特集 高齢化の進展と警察活動

第1部 特集·トピックス
高齢化の進展と警察活動

特集に当たって

本年の警察白書の特集テーマは、「高齢化の進展と警察活動」です。

我が国の高齢化率(総人口に占める65歳以上人口の割合)は、令和元年(2019年)10月1日現在で28.4%と過去最高となり、他の先進諸国と比較しても最も高い水準にあります。今後、総人口が減少する中で65歳以上人口が増加することにより、我が国の高齢化は更に進展していくものと推定されています。

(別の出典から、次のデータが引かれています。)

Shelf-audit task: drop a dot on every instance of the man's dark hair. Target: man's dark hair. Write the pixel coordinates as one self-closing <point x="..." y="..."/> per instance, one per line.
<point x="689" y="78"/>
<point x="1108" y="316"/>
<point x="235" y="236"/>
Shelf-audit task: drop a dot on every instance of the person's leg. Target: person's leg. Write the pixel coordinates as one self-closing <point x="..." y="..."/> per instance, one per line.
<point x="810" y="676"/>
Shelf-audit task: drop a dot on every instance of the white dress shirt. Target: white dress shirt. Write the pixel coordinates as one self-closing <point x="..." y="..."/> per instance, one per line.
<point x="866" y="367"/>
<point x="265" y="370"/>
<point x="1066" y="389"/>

この特集では、このような状況を踏まえ、「高齢者を犯罪・事故から守るための警察の取組」と「高齢者による犯罪・事故への対応と防止に向けた取組」という二つのテーマに沿って近年の治安情勢と警察活動の状況を取りまとめました。

令和元年の刑法犯認知件数の総数は74万8,559件と、前年に引き続き戦後最小を更新したものの、刑法犯認知件数に占める高齢者の被害件数の割合は、平成21年(2009年)以降一貫して増加しています。特に、特殊詐欺の被害者は、高齢者が約8割を占め、今後更に高齢化が進展していく中で、その被害防止は喫緊の課題となっています。

警察では、犯罪・事故から高齢者を守るため、高齢者を狙った特殊詐欺や悪質商法の被害防止のための取組のほか、高齢歩行者の交通事故防止、行方不明となった認知症高齢者の発見活動等の各種取組を推進しています。

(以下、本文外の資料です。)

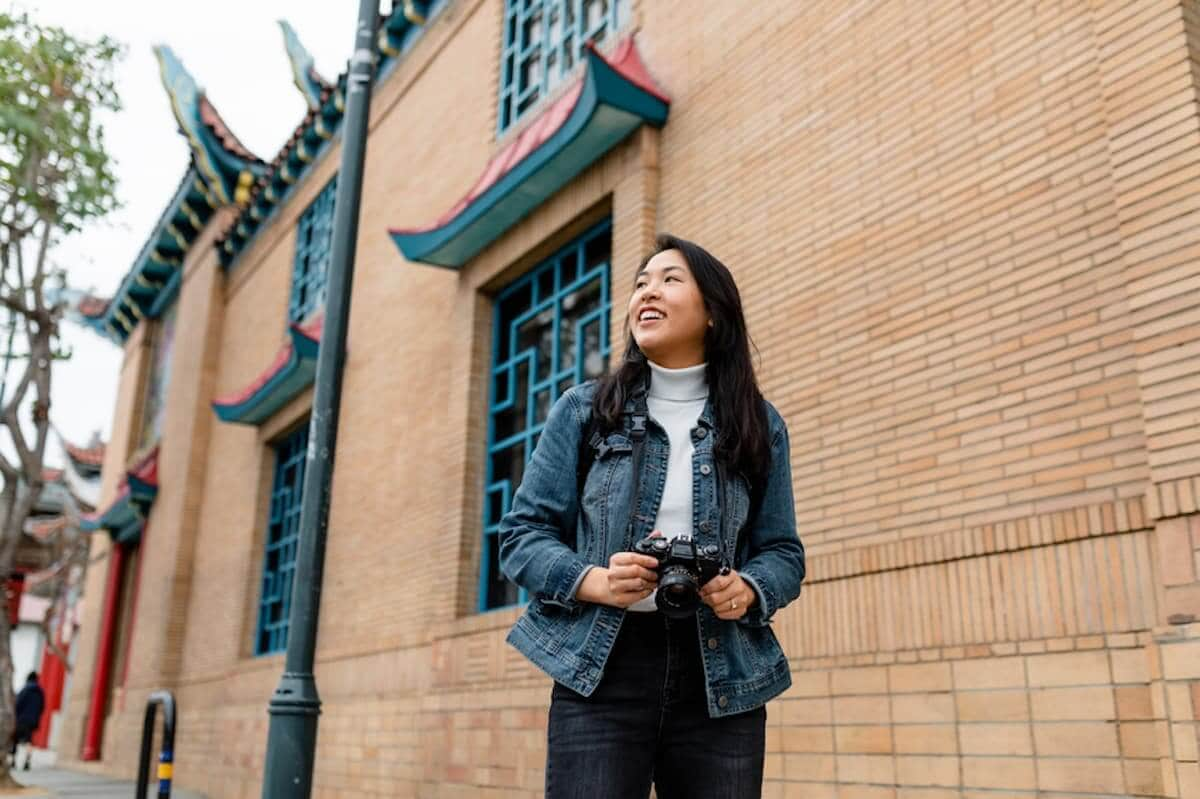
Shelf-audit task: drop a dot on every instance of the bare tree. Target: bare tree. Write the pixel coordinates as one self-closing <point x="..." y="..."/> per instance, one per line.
<point x="54" y="176"/>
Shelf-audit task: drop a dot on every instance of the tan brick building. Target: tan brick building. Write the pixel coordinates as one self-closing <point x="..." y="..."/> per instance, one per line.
<point x="967" y="236"/>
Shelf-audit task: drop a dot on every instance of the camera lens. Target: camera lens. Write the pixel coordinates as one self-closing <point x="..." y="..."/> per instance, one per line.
<point x="678" y="593"/>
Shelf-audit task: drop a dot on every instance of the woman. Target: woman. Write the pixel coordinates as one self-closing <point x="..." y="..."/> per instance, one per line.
<point x="682" y="432"/>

その一方で、刑法犯検挙人員に占める高齢者の割合は近年増加傾向にあり、高齢者の犯罪防止のための取組や高齢被留置者への適切な処遇が大きな課題となっています。

また、高齢運転者による交通事故防止対策の推進も急務となっています。警察では、自動車等の運転に不安を有する高齢者等が運転免許証を自主返納等しやすい環境の整備に向けた取組を進めているほか、高齢運転者による痛ましい交通事故の発生等を受け、今後の高齢運転者の運転免許制度の在り方に関する検討を進めています。

高齢社会に対応した警察活動の必要性・重要性は今後もますます高まっていきます。この特集が、高齢社会における警察の取組についての国民の理解を深めるとともに、社会全体の治安確保に向けた対策の在り方について考えていただく一助となれば幸いです。